Bioequivalence and Bioavailability Forum

Dear Junhao,

❝ ❝ Don't invest too much in understanding or verifying this table.

❝ ❝ It shows sample sizes for the so-called "individual bioequivalence" in which the SbF (subject by formulation) interaction, your σ_D, plays a prominent role ...

Here I have to correct myself. Table 1 in the Appendix of the mentioned FDA guidance actually shows sample sizes for ABE.

Here some code to reproduce this table:
library(PowerTOST)
# function to calculate the 'pooled' CV if the individual component of the variability are given
# Wang/Chow 2002
# "ON Statistical Power for Average Bioequivalence Testing Under Replicated Crossover Designs"
# J. BIOPHARM. STAT. Vol. 12, No. 3, pp. 295–309, 2002
CVm <- function(sD, swT, swR=swT, design){
  if (design=="2x2"){
    s2diff <- (sD^2 + swT^2 + swR^2)/2
  }
  else if (design=="2x2x4"){
    s2diff <- sD^2 + (swT^2 + swR^2)/2
  } else stop("Design not implemented.")
  mse2CV(s2diff)
}

# gimme the numbers
delta <- 0.05 # this is measured in the log domain, corresponds to theta0 = 0.9512294
# assuming swT=swR as in Table 1
swT   <- 0.5
sD    <- 0.15
targetpower <- 0.8

design <- "2x2"
CV <- CVm(sD, swT, design=design)
sampleN.TOST(CV=CV, theta0=exp(-delta), targetpower=targetpower, design=design)

design <- "2x2x4"
CV <- CVm(sD, swT, design=design)
sampleN.TOST(CV=CV, theta0=exp(-delta), targetpower=targetpower, design=design)

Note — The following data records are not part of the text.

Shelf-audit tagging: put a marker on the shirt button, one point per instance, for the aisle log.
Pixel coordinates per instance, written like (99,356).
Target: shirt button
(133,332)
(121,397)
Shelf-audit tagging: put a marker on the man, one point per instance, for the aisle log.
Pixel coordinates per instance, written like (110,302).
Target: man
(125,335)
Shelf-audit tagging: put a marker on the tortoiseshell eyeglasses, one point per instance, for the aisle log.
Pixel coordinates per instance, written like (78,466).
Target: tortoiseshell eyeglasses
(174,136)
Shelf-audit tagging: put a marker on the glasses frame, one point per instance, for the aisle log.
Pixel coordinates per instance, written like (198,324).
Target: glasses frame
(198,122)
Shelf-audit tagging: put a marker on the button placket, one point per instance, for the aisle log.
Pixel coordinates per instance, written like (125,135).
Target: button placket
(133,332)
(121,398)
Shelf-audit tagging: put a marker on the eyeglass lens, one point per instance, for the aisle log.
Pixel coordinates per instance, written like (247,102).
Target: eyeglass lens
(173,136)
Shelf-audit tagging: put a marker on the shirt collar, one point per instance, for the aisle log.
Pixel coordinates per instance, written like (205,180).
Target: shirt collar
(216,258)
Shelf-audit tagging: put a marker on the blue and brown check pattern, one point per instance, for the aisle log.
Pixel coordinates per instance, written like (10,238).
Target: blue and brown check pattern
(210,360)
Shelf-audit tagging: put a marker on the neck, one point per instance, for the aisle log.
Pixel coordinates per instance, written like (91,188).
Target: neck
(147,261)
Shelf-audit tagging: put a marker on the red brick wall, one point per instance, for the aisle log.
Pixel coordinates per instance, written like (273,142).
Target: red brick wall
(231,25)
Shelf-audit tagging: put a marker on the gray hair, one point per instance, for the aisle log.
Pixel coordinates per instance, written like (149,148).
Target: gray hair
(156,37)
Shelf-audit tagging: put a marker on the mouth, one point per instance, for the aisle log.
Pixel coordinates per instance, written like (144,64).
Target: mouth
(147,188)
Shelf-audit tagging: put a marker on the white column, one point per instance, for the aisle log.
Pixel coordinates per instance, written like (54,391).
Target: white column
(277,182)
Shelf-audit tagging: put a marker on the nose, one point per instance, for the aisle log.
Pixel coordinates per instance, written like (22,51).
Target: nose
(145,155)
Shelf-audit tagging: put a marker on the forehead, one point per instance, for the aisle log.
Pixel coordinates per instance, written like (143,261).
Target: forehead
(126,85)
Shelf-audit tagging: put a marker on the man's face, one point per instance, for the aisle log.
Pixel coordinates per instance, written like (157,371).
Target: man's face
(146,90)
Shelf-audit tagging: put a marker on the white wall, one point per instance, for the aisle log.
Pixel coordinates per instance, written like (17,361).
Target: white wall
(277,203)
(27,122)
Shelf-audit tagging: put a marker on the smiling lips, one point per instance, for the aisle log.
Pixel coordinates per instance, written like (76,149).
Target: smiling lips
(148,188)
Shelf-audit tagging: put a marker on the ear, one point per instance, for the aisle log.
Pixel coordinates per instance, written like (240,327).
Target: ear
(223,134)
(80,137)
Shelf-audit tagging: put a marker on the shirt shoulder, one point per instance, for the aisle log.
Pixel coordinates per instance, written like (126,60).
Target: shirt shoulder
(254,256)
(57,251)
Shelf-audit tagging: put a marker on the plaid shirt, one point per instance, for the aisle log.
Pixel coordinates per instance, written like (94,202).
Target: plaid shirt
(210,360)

Note that we need a 'pooled' variability for ABE only. Which we can get from a non-replicated design also.
Only in case of a full replicate design we may have informations about the components. But here it depends on the statistical model if a σ_D plays a role.
In case of a partial replicate design you can't get reasonable estimates of the variability components in all cases. Here a model with a SbF is overspecified and may lead to estimation problems like non-convergence of the REML procedure.

See f.i.
Endrenyi et al.
"Properties of the estimated variance component for subject-by-formulation interaction in studies of individual bioequivalence"
Statist. Med. 2000; 19:2867–2878
to find out that σ_D=0 is a reasonable assumption.

❝ But when we assume different between-subject variation for T and R, σ_D is never gonna be 0, and I right?

Correct. If your statistical model of the between-subject variability incorporates a SbF interaction. Otherwise this component is absorbed in the estimates of the within-subject variabilities σ_wT and σ_wR, respectively.

❝ ... but in the RSABE context, we are assuming same between-subject variation for T and R so that σ_D could be 0?

Also correct. But beside the CI component of T-R of RSABE, where we again have to use a pooled variability, there is no influence of σ_D.